Unless they have ever been in the midst of war, movie-goers are usually on the outside looking in. War dramas have a way at getting at our moral consciences while they deeply explore the nature of man in settings of pain, suffering and uncertainty.
At the start of the film we see Szpilman playing Chopin’s “Nocturne in C Sharp Minor” live on Polish radio, while the first Nazi bombs were raining down on Warsaw in September 1939. The deafening loudness of the bombs silenced the music.
The Polish radio station was bombed, and it would be another six years before it heard music again.
The Pianist is a truly personal and startlingly realistic portrayal of the Holocaust.
Adrien Brody delivers an impeccable performance in the film, playing Szpilman, the Polish pianist who, in the face of death survived against all odds.
Its focus on one solitary man’s vividly horrifying experiences and documentary-like way of replaying events extends the audiences ability to feel compassion for the character and those around him.
As powerful as the quiet scenes of Tom Hanks in Cast Away gave movie-goers a look into another mans journey, so was Wladyslaw Szpilman’s experience of the holocaust in The Pianist.

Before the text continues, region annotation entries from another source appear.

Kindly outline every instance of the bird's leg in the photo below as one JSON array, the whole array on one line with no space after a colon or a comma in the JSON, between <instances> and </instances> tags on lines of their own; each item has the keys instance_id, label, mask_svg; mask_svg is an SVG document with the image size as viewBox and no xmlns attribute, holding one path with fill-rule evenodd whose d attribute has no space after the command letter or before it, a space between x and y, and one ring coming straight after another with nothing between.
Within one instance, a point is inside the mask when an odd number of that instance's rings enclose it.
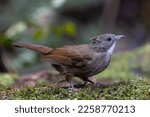
<instances>
[{"instance_id":1,"label":"bird's leg","mask_svg":"<svg viewBox=\"0 0 150 117\"><path fill-rule=\"evenodd\" d=\"M95 84L93 81L91 81L91 80L89 80L88 78L86 78L83 85L86 85L88 82L90 82L91 84Z\"/></svg>"},{"instance_id":2,"label":"bird's leg","mask_svg":"<svg viewBox=\"0 0 150 117\"><path fill-rule=\"evenodd\" d=\"M67 73L67 74L65 75L65 78L66 78L65 80L70 83L70 86L71 86L72 91L75 91L74 85L73 85L72 82L71 82L72 77L73 77L73 75Z\"/></svg>"}]
</instances>

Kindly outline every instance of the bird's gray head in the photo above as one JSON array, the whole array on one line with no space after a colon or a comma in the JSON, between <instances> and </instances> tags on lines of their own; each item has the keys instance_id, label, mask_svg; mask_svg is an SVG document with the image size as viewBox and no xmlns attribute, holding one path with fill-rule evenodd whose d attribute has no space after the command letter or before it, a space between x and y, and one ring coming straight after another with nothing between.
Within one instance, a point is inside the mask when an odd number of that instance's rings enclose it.
<instances>
[{"instance_id":1,"label":"bird's gray head","mask_svg":"<svg viewBox=\"0 0 150 117\"><path fill-rule=\"evenodd\" d=\"M91 38L92 47L96 52L108 52L113 53L116 42L124 38L124 35L114 35L114 34L103 34L97 37Z\"/></svg>"}]
</instances>

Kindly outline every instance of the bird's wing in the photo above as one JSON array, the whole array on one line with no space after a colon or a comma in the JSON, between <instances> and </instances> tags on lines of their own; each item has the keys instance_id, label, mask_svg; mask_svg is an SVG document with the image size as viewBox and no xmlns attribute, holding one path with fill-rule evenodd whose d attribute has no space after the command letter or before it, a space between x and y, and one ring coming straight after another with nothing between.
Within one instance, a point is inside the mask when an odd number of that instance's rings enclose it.
<instances>
[{"instance_id":1,"label":"bird's wing","mask_svg":"<svg viewBox=\"0 0 150 117\"><path fill-rule=\"evenodd\" d=\"M56 62L62 65L83 66L87 60L92 60L93 52L89 52L88 46L65 46L63 48L53 49L43 56L50 62Z\"/></svg>"}]
</instances>

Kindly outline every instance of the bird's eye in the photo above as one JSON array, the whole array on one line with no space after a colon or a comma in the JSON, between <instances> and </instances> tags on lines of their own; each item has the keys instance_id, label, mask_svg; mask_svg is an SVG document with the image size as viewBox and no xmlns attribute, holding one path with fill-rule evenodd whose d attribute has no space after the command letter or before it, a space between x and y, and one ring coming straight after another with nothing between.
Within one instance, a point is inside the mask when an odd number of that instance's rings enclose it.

We see the events unfold before Szpilman’s eyes and in the process the audience in entirely drawn in. The violent details of the film are intense and seem to be almost as difficult to watch as those in Spielberg’s Schindler’s List.
For much of the film Szpilman is painfully and utterly alone, his family and friends gone and the Jewish population of Warsaw dwindling at a rapid rate.
Through all of this external madness he deals with his own inner turmoil and struggles to survive, though it is not always clear what for, hiding in any place he can luckily avoid death’s quick and final grasp.
There is oftentimes much more power in following the experience of a single human being than in witnessing masses of nameless individuals experience different things.
In The Pianist, the audience follows one man, and in the relationship that ensues a powerful connection is forged between the audience and the story. You feel pangs of horror, contemplation and sympathy during the silent pauses of Wladyslaw’s solitary escape.
Before, his piano had given him music. But it had become a noise-making instrument that could have caused him to be discovered and killed. The music that he made had previously given him peace of mind, now peace of mind came from the silence that he was hiding in.
In The Pianist, Roman Polanski powerfully illustrates the true story of the brilliant Polish pianist, Wladyslaw Szpilman, who lived and survived the Nazi occupation of Poland in World War II, and in doing so has created a near-masterpiece of a film.